Conseil constitutionnel, Décision n° 2025-6482 AN du 20 juin 2025

Le Conseil constitutionnel a rendu, le 19 juin 2025, une décision importante relative au contentieux du financement des élections législatives organisées en juin et juillet 2024.

Le candidat concerné a omis d’ouvrir un compte bancaire spécifique pour son mandataire financier, malgré les prescriptions strictes édictées par les dispositions du code électoral.

La Commission nationale des comptes de campagne et des financements politiques a rejeté ce compte le 30 janvier 2025, saisissant ensuite le juge constitutionnel le mois suivant.

Le litige soulevait la question de savoir si l’absence d’un compte bancaire unique constituait une irrégularité justifiant le rejet du compte et l’inéligibilité du candidat.

La juridiction suprême a confirmé le rejet du compte, déclarant l’intéressé inéligible pour une durée d’un an en raison de la gravité du manquement juridique constaté.

L’analyse portera d’abord sur la sanction de l’irrégularité formelle du compte de campagne, avant d’étudier la rigueur du contrôle exercé sur la probité électorale.

I. La sanction de l’irrégularité formelle du compte de campagne

A. L’obligation impérative de traçabilité bancaire

L’article L. 52-6 du code électoral impose au mandataire financier l’ouverture d’un « compte bancaire ou postal unique retraçant la totalité de ses opérations financières ».

Cette exigence garantit la transparence absolue des flux financiers engagés durant la période électorale et facilite le contrôle exercé par la commission nationale compétente.

Le juge constitutionnel rappelle que le compte doit préciser que le titulaire agit en qualité de mandataire financier d’un candidat nommément et précisément désigné.

En l’espèce, le candidat a totalement négligé cette formalité substantielle, empêchant ainsi toute vérification sérieuse de l’origine et de la destination des fonds financiers utilisés.

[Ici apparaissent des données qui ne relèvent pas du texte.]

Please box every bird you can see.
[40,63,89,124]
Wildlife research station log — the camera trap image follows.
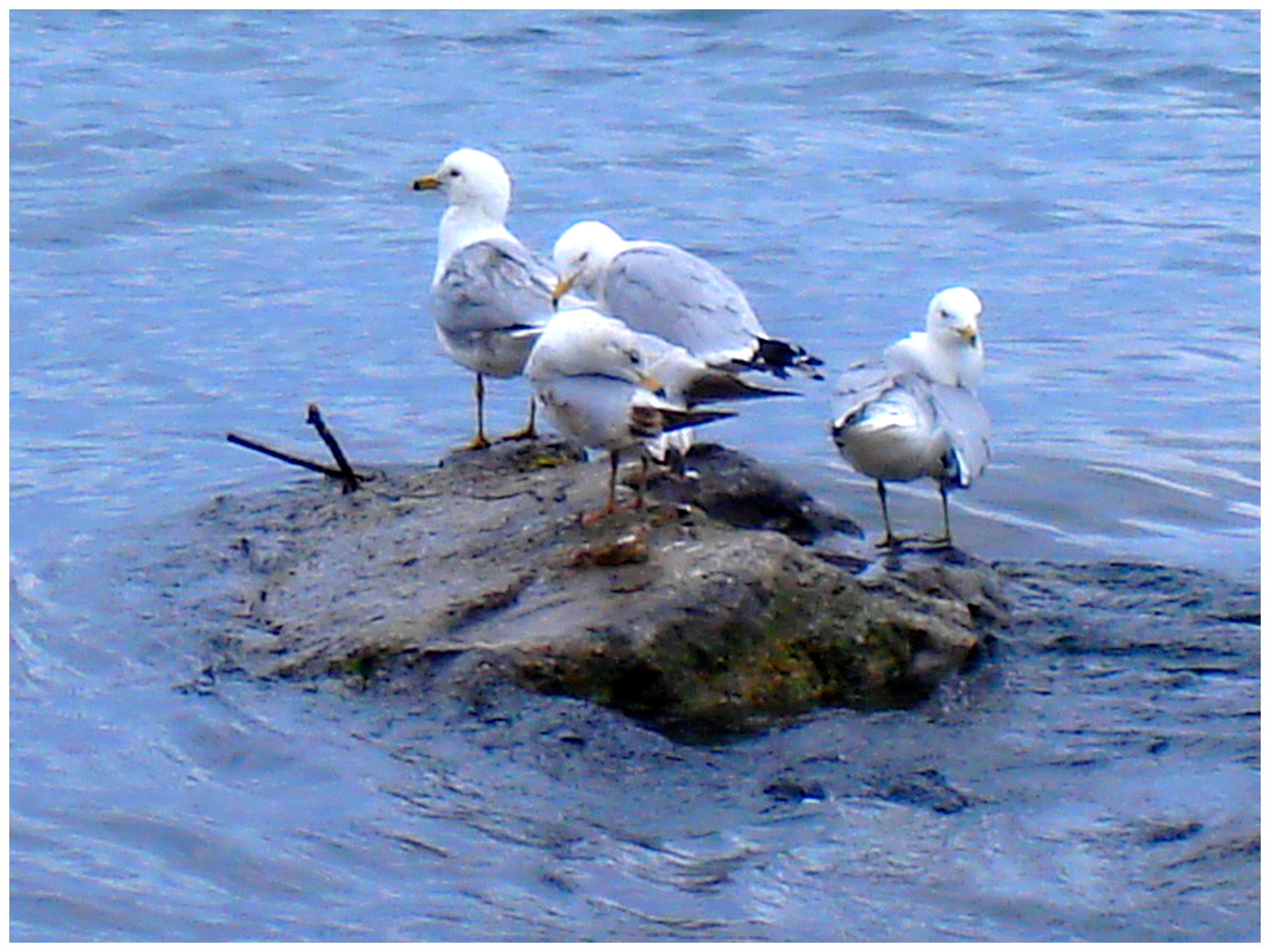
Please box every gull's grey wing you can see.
[635,332,799,406]
[833,361,895,420]
[603,242,767,362]
[533,374,734,449]
[930,383,990,486]
[432,239,556,335]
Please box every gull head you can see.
[413,149,512,222]
[926,288,983,349]
[551,221,626,301]
[525,307,662,392]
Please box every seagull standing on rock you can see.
[833,287,989,546]
[413,149,556,449]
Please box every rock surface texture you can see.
[202,441,1003,728]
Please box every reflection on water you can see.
[10,11,1260,941]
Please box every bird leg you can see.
[931,482,952,546]
[466,373,489,449]
[500,396,538,442]
[877,480,899,549]
[578,449,618,526]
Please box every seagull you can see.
[554,221,823,379]
[833,288,989,546]
[413,149,556,449]
[525,307,784,519]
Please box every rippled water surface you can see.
[10,11,1260,940]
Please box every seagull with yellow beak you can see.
[413,149,556,449]
[832,288,989,546]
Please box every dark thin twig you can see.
[305,403,362,493]
[224,433,344,480]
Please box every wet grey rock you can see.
[202,441,1005,729]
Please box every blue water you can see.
[9,11,1260,940]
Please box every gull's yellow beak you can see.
[635,373,662,394]
[553,271,578,307]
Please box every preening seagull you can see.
[554,221,822,378]
[414,149,556,449]
[833,288,989,546]
[525,307,783,522]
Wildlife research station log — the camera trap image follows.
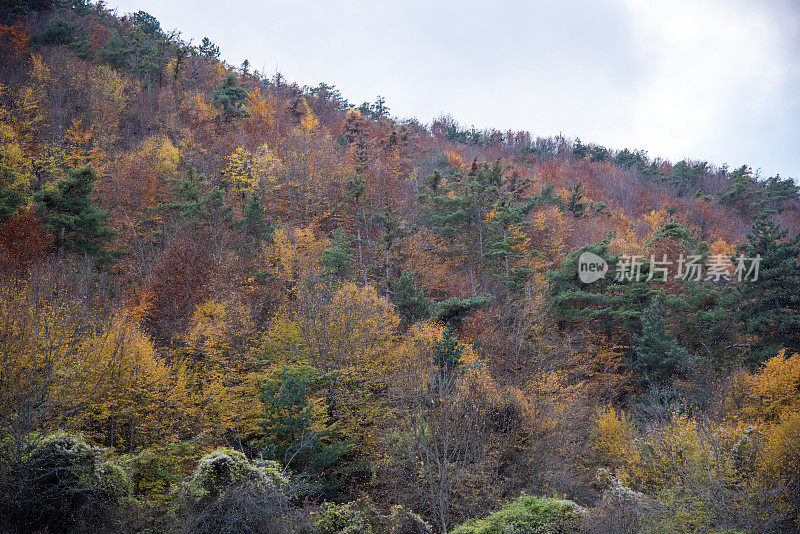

B. La confirmation du rejet par la juridiction constitutionnelle

Le Conseil constitutionnel valide la décision prise par la commission en soulignant que la circonstance du défaut de compte bancaire est matériellement et juridiquement « établie ».

Il affirme que « c’est à bon droit » que l’organe de contrôle a prononcé le rejet global des écritures comptables présentées par le candidat manifestement négligent.

Cette solution rigoureuse témoigne d’une volonté de ne tolérer aucune dérogation aux mécanismes de surveillance destinés à prévenir tout financement occulte ou illicite.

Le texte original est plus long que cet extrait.